Depuis septembre 2019, au n°1 de la rue Ettore-Bugatti, dans la commune d’Eckbolsheim, à l’ouest de Strasbourg, un ancien immeuble de bureaux est occupé. C’est le squat Bugatti : deux étages, un rez-de-chaussée et un sous-sol appartenant à Lidl, au milieu de la zone d’activité. Longtemps, il n’y a pas eu de douche. Les quelques toilettes sont surutilisées et les canalisations fuient à tout bout de champ. Dans la cuisine partagée, les familles se succèdent autour des gazinières. Au début du confinement, près de 200 personnes, pour la plupart migrantes, habitaient là.

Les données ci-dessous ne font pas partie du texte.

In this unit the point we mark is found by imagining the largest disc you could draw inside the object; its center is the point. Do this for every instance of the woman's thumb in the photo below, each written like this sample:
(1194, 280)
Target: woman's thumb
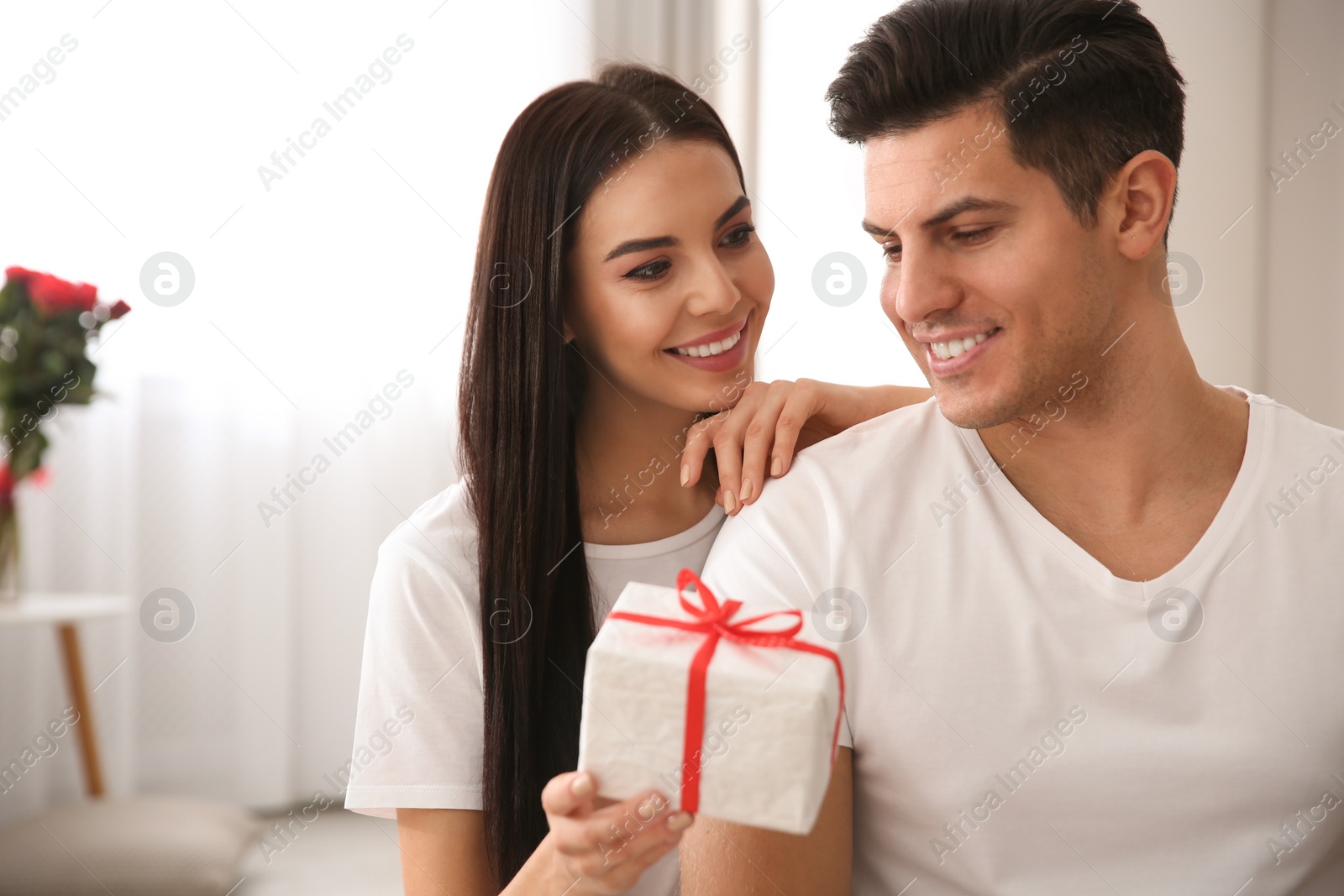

Au squat Bugatti, les bureaux ont été reconvertis en chambres partagées, les open-spaces divisés par des bâches en plastique scotchées en guise de cloisons. De temps en temps, une famille demandeuse d’asile est relogée ailleurs, laissant sa place à la suivante, dans des conditions sanitaires déplorables. Généralement, les hommes seuls restent plus longtemps ; nombre d’entre eux sont ici depuis l’ouverture.

Une première contamination

Première semaine de confinement. Une habitante, âgée de 58 ans, se rend à l’hôpital. Deux fois. Elle présente des symptômes du Covid-19. Deux fois, on la ramène « chez elle », sans la tester. Elle risque de contaminer 200 personnes mais, après tout, Médecins du Monde a livré des masques chirurgicaux, des gants et du gel… Sur place, ça fait depuis le début de la semaine qu’on entend parler de relogement. Une liste de 49 personnes est établie pour évacuer en premier lieu les plus vulnérables. Samedi 21 mars, à l’Hôtel de la rue, un autre squat de l’agglomération strasbourgeoise, 41 personnes sont ainsi dirigées vers un hôtel pour trois mois.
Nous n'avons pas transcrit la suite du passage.